“Now with the mind of Christ set us on fire,
that unity may be our great desire…”
(John Raphael Peacey)
The Letter of the Holy Father to the Catholic Church in the People’s Republic of China is a remarkable document, which some commentators have seen as marking a new stage in the history of the Church in that country.
For some time, I have wondered whether we could see the situation in China in terms of “ecumenism”. After all, the problem did appear to be one of disunity between the Catholic Churches in communion with the Bishop of Rome and a rival episcopal church organisation which was not in communion.
But in his letter, the Holy Father chose to consider the divisions among Chinese Catholics as divisions WITHIN the one Catholic Church in China, not as divisions between a true and a rival Catholic Church.
Secondly, although most modern ecumenical divisions are based on doctrinal differences, historically and often still today, politics has played a large part in originating and perpetuating the divisions.

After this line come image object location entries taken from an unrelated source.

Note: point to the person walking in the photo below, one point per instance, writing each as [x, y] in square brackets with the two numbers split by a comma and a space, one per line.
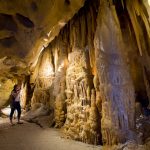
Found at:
[15, 103]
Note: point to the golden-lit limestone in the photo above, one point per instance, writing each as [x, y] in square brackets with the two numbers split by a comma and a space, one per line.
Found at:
[92, 93]
[116, 89]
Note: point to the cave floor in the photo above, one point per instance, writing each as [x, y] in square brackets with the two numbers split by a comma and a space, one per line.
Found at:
[29, 136]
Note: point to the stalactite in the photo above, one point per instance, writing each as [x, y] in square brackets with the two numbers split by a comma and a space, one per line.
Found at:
[134, 9]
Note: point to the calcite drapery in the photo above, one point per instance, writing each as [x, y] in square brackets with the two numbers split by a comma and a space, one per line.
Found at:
[116, 89]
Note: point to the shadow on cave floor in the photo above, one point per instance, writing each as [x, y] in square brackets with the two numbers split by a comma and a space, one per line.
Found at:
[29, 136]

So also in China, where the Patriotic Association–for political purposes–teaches a doctrinal error by asserting that the Chinese Church can be independant of the Church of Rome and yet remain Catholic.
In this the Chinese situation bears superficial resemblence at least to the situation in England under Henry VIII. Then, an otherwise orthodox Catholic King desired separation from Rome for political reasons, but found many “protestants” who were more than willing to encourage the King for their own doctrinal reasons.

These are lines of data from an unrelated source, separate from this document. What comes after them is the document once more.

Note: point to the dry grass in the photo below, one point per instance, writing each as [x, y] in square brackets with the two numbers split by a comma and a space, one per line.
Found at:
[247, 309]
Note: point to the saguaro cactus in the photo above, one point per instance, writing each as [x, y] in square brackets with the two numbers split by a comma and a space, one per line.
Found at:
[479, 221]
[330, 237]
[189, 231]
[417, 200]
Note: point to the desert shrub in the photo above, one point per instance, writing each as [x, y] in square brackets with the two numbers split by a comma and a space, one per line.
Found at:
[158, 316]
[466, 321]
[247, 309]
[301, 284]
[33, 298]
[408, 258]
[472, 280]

In his letter, the Holy Father could have taken the same stand that his predecessors took four and half centuries ago in relation to the English situation. He could have called for a situation of active resistance, of confrontation, of denunciation. It could have been an “us and them” approach that hardened the lines separating the “official” and “underground” communities.

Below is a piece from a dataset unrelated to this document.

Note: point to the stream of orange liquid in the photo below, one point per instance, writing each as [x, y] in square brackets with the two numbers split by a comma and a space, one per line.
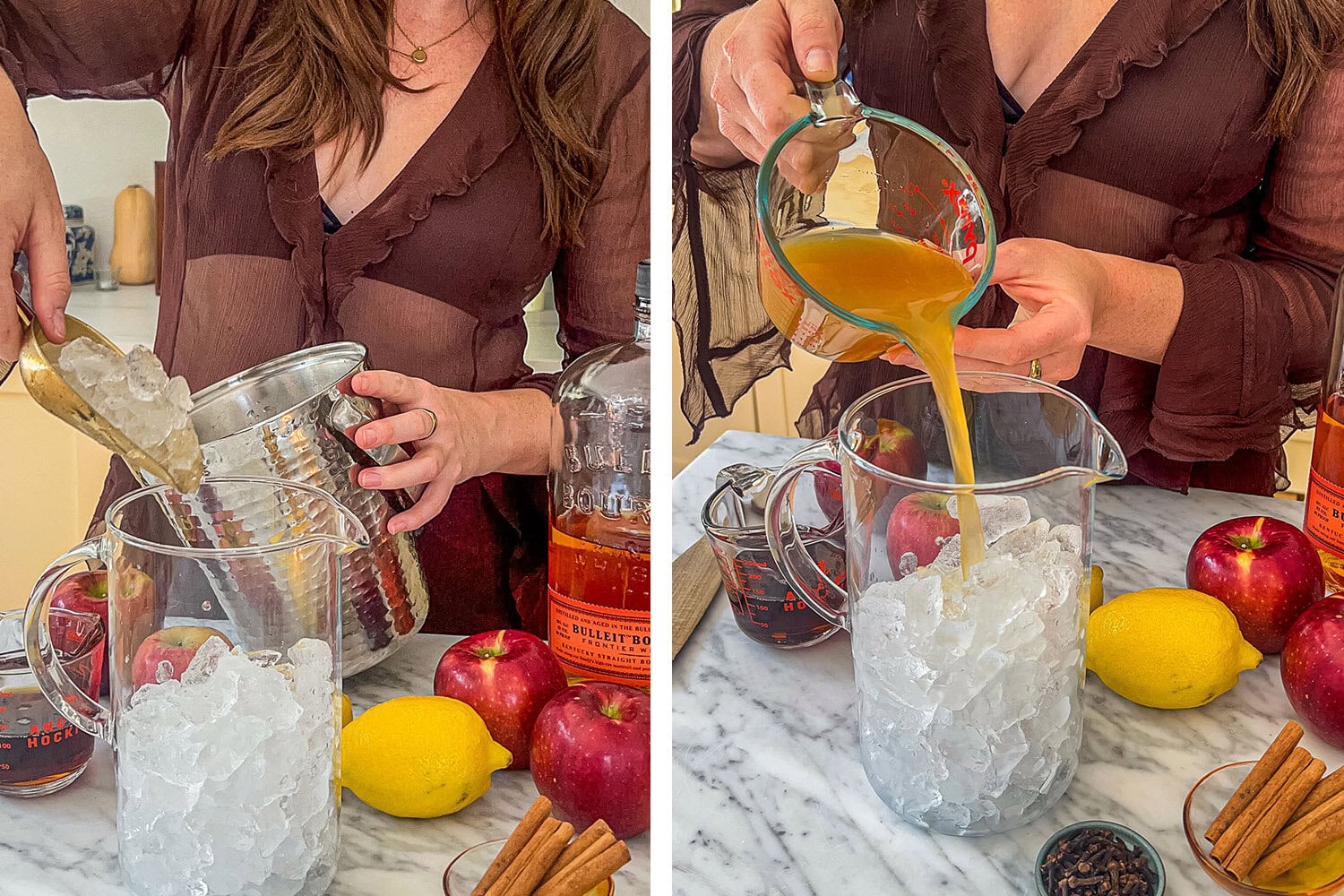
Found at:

Instead, we can see what a difference four and a half centuries of experience of division among Christians has made. The pope recognises the many different real-life situations and difficulties which the Catholic Church in China is suffering, and implores each bishop, priest and lay person to reach out in love and charity toward those “on the other side of the barbed-wire fence”. We have also learnt something about Church-State relations, and know that it is possible to enter into “dialogue” with even the most anti-Christian civil authority, as long as that authority is as willing to engage in the dialogue as the Church is.
At the same time, Pope Benedict does not give an inch on the fundamental teachings of the Catholic faith, chief among which is the following (and read this carefully, because it pops up again in the recent “Clarification” from the CDF on the Doctrine of the Church):
The ministry of the Successor of Peter belongs to the essence of every particular Church “from within” [19]. Moreover, the communion of all the particular Churches in the one Catholic Church, and hence the ordered hierarchical communion of all the Bishops, successors of the Apostles, with the Successor of Peter, are a guarantee of the unity of the faith and life of all Catholics. It is therefore indispensable, for the unity of the Church in individual nations, that every Bishop should be in communion with the other Bishops, and that all should be in visible and concrete communion with the Pope.
Without denying this essential requirement, Pope Benedict, in this letter, has done what he said the Church is obligated to do:
to make every effort to enable for all those who truly desire unity to remain in that unity or to attain it anew.
As Father Jeroom Heyndrickx puts it well in a summary article:
The key words are: reconciliation, unity and dialogue. Nowhere in this letter does the pope call for confrontation. Marked by reconciliation and unity inside the Church and dialogue with civil authorities on the basis of equality and mutual respect, it initiates a new phase in Chinese Catholic Church history.